# Manslaughter?



## Meerkatarmy (May 13, 2012)

If one of your hots got out and killed some one would you be held responsible therefore put on trial for manslaughter?


----------



## Jabba the mentor (Nov 13, 2008)

Meerkatarmy said:


> If one of your hots got out and killed some one would you be held responsible therefore put on trial for manslaughter?


Now that is a very interesting question. I have no idea but I would hope that your PLI would cover a bloody good solicitor.


----------



## indian cobra (Feb 1, 2014)

Meerkatarmy said:


> If one of your hots got out and killed some one would you be held responsible therefore put on trial for manslaughter?


Absolutely if you had not taken reasonable steps to keep them contained commensurate with the danger they presented to the general public.


----------



## westie2345 (Feb 7, 2013)

Most likely as in getting the DWA you declare responsibility for anything that results from keeping the snakes such as escapes.


----------



## GT2540 (Jan 31, 2012)

Meerkatarmy said:


> If one of your hots got out and killed some one would you be held responsible therefore put on trial for manslaughter?


Depends if its release was through negligence, if it was possibly. But a very grey area.


----------



## sketchin (May 21, 2013)

What is the insurance which im pretty sure is needed (liability insurance?) even going to cover? Is there even insurances that'd cover you allowing others into your DWAL room which aren't trained and have insurance too? And if you're not meant to have them in then i guess you'd be liable for whatever happens to them ?
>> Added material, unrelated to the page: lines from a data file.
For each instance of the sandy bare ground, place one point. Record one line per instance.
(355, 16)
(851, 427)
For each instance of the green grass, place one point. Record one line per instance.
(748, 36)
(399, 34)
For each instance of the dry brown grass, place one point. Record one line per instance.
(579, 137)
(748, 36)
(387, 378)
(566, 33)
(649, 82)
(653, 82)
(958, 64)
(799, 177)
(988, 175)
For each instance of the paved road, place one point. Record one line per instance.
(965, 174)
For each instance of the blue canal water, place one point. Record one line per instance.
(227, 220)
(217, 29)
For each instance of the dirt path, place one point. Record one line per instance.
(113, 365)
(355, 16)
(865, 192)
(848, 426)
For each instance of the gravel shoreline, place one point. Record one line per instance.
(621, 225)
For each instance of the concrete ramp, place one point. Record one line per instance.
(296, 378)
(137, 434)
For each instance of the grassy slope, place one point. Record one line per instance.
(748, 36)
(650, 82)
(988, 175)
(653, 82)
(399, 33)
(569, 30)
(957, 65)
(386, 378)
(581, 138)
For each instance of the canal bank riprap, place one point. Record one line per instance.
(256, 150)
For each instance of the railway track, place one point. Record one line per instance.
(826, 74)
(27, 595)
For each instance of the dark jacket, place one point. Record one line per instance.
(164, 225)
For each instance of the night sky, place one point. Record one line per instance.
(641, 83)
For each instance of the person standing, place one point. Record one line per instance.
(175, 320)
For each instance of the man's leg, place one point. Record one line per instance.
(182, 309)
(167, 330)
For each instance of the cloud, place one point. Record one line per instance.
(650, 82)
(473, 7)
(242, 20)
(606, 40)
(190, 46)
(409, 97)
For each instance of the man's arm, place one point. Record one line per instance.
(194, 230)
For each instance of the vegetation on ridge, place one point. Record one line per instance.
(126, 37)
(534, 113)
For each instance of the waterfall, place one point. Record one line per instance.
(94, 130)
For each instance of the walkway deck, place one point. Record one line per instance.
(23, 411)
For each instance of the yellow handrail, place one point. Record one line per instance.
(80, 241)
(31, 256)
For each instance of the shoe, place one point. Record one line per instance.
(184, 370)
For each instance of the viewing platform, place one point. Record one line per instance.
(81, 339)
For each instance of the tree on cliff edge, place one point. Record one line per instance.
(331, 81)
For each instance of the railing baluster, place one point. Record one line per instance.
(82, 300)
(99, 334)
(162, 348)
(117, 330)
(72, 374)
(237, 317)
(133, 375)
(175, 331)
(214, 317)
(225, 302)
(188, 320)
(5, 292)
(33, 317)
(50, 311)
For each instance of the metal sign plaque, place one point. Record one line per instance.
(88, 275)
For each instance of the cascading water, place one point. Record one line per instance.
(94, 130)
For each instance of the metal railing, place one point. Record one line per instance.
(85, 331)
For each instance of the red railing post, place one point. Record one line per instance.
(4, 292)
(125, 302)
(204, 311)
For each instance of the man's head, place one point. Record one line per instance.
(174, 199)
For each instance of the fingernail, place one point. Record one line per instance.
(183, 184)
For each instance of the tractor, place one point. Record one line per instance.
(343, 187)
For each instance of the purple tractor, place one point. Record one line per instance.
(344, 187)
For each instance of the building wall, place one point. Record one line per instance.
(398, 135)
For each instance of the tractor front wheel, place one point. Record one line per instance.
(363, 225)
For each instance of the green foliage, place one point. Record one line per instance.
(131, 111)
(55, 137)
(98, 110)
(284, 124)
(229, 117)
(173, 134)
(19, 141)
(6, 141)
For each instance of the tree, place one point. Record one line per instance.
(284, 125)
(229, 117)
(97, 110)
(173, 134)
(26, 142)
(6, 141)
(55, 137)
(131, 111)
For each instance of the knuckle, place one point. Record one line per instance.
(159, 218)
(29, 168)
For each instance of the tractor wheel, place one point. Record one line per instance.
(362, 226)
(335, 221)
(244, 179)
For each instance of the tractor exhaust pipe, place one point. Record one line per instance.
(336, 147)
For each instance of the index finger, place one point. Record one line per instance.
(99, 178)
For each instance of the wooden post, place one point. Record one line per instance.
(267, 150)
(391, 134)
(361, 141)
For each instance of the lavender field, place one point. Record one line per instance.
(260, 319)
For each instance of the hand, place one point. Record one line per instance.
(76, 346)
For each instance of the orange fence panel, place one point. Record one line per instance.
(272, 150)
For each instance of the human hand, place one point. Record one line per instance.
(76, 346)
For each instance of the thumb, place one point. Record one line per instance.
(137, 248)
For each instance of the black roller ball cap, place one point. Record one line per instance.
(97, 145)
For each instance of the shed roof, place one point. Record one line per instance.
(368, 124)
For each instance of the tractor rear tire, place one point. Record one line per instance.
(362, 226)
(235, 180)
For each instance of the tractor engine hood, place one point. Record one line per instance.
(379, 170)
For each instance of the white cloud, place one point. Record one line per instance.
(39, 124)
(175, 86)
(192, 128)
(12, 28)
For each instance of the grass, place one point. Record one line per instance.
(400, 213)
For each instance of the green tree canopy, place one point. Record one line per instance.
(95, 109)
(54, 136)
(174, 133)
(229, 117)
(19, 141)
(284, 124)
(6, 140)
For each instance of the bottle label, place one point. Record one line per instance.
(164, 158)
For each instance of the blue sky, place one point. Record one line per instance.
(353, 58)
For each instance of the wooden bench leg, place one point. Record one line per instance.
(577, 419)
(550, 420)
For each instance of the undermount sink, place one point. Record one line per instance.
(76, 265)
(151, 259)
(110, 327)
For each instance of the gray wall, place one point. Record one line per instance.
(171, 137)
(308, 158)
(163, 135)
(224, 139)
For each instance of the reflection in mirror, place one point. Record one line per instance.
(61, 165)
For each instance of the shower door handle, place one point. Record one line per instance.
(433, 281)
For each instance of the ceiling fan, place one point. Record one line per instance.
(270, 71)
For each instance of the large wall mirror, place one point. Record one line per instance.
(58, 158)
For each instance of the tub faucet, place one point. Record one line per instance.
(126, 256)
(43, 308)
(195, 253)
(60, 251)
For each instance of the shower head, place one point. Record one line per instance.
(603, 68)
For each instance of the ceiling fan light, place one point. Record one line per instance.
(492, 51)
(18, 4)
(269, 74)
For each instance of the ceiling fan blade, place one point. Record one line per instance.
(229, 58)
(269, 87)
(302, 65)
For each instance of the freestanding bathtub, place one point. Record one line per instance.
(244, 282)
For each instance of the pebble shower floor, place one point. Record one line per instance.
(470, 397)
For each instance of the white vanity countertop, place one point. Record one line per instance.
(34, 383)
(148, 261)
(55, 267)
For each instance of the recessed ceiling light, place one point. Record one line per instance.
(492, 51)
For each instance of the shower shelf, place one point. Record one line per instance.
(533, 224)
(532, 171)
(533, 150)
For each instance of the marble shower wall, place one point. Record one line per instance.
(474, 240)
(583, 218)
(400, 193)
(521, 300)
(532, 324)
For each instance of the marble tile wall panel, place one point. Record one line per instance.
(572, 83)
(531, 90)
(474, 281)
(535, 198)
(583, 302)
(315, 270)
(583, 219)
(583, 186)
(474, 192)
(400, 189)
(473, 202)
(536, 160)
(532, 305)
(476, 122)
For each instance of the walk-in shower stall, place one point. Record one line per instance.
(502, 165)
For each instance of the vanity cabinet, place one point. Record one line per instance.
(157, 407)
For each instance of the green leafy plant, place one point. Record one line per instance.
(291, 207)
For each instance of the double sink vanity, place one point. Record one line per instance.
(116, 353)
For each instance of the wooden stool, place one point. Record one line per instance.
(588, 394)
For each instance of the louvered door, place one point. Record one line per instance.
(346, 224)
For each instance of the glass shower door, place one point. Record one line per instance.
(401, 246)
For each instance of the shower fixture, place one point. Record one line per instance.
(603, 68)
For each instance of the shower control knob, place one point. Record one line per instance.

Also if something escapes i doubt if it goes and kills someone you'll be getting man slaughter for it, would you? There must be protocol for stuff like this. Now lets say you just posted on facebook how much you hate this guy then the next day you get him round to play with your black mambas and he gets bitten and dies it may be a different story...

When i think of some situation like that i think of someone getting sued not put in prison for 25years. 
I have no idea about DWAL etc by the way.


----------



## Bradleybradleyc (May 7, 2012)

If someone get squashed by my Retic will I get done for Gbh or abh, even manslaughter ? I doubt it.......


Any way, I would just feed the mofo to then :wink: no problems


----------



## slippery42 (Mar 23, 2008)

I doubt it, unless you were trying to do someone harm.


----------



## mitsi (Feb 1, 2012)

Man slaughter is a death caused by actions a person did that were not premeditated, therefore I would think that if by your negligence one of your hots escaped, and managed to get out properly and it did kill someone, then the responsibility lies with the keeper, so I would think yes you could be.


----------



## naja-naja (Aug 26, 2009)

if you were keeping them illegally you could probably get done for reckless endangerment causing death, as someone died from your own illegal activity, however if you had a properly licenced and secure building and a freak accident like a tornado or gas explosion destroyed it causing the escape of an animal that killed someone i doubt you could be prosecuted for something that was beyond your reasonable control.


----------